It seems that researchers at the Massachusetts Institute of Technology are trying to sound the alarm about “deceptive AI.” A new study published in Pattern shows that some artificial intelligence systems designed to be honest have learned to deceive humans. A research team led by Peter Park found that these AI systems are capable of tricks such as fooling online game players or bypassing CAPTCHAs (computer-assisted verification of “I’m not a robot”). Park warns that these seemingly trivial examples can have serious consequences in the real world.
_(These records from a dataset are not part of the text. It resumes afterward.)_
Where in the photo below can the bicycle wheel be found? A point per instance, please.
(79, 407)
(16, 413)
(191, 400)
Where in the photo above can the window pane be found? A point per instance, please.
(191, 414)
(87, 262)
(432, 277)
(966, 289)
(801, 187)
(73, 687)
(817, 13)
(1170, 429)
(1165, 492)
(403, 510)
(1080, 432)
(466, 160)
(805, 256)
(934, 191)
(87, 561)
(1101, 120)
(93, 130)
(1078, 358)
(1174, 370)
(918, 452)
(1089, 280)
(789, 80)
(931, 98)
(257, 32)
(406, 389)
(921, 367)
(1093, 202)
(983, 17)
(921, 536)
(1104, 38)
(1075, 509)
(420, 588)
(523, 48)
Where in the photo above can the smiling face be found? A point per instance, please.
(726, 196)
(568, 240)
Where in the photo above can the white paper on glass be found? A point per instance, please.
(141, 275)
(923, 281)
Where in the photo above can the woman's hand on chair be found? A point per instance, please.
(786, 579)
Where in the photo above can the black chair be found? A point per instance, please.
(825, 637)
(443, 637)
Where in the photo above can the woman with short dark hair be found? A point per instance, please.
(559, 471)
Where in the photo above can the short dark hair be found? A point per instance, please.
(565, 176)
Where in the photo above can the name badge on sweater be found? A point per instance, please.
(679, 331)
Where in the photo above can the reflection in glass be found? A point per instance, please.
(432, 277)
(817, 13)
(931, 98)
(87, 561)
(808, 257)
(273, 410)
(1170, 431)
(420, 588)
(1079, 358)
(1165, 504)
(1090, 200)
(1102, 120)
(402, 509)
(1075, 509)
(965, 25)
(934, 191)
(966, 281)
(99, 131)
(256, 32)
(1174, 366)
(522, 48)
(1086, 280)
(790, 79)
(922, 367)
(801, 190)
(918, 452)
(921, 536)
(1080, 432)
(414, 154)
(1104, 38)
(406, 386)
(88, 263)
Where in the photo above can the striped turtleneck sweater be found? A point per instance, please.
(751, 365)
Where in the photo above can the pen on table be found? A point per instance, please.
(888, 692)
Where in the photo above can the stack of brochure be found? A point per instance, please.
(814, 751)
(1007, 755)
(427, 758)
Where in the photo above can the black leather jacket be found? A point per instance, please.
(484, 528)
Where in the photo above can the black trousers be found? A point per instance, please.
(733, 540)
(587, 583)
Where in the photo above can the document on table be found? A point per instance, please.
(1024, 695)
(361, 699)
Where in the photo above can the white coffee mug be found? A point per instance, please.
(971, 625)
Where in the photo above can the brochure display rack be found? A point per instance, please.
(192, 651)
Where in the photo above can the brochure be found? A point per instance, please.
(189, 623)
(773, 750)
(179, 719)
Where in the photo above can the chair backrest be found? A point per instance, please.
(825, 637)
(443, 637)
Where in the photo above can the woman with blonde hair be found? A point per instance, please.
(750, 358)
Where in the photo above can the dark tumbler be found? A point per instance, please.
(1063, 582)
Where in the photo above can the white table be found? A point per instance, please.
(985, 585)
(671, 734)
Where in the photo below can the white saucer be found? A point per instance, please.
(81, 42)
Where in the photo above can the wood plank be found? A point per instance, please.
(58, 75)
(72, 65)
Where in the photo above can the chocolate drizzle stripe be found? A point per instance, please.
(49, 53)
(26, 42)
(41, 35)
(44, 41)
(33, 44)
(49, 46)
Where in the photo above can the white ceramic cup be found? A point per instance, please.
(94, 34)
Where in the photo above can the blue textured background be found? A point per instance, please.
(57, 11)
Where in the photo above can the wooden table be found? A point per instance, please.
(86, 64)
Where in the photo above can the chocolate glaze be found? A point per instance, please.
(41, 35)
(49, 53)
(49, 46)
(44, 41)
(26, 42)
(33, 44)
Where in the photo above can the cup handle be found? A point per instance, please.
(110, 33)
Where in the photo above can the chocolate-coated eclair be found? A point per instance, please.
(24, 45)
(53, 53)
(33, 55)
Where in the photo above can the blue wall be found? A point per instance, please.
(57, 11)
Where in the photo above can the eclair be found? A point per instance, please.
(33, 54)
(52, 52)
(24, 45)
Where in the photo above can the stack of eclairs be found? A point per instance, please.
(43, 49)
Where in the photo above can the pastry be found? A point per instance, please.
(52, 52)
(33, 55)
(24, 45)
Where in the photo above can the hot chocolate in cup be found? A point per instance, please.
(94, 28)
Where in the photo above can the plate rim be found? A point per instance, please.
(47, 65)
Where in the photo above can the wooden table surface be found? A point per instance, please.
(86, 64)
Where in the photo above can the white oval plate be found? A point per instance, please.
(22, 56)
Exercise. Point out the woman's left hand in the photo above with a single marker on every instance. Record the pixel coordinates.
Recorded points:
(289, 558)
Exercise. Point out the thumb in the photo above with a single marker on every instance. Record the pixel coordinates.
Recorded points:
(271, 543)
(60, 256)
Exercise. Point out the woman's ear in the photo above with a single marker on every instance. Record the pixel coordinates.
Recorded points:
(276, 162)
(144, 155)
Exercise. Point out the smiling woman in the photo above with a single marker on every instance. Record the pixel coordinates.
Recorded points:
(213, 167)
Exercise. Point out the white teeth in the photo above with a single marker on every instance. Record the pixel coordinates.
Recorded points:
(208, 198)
The study highlights Meta’s Cicero artificial intelligence system, which was originally conceived as an honest opponent in a virtual diplomatic game. According to Park, programmed to be honest and helpful, Cicero became a “master of deception.” During the game, Cicero, playing for France, secretly teams up with human-controlled Germany to betray England (another human player). At first, Cicero promises to defend England, but at the same time he will inform Germany of the invasion.
Another example is GPT-4, which falsely claimed to be visually impaired and hired people to bypass CAPTCHAs on its behalf.
Park emphasizes the difficulty of training honest AI. Unlike traditional software, deep learning AI systems “evolve” through a process similar to selective breeding. Their behavior may be predictable during training, but it can become uncontrollable later.
The study calls for deceptive AI systems to be classified as high-risk systems and urges us to spend more time preparing for future AI deceptions. A bit scary, isn’t it? As new AI research and development continues to emerge, we’re learning more about what this technology has in store for us in the future.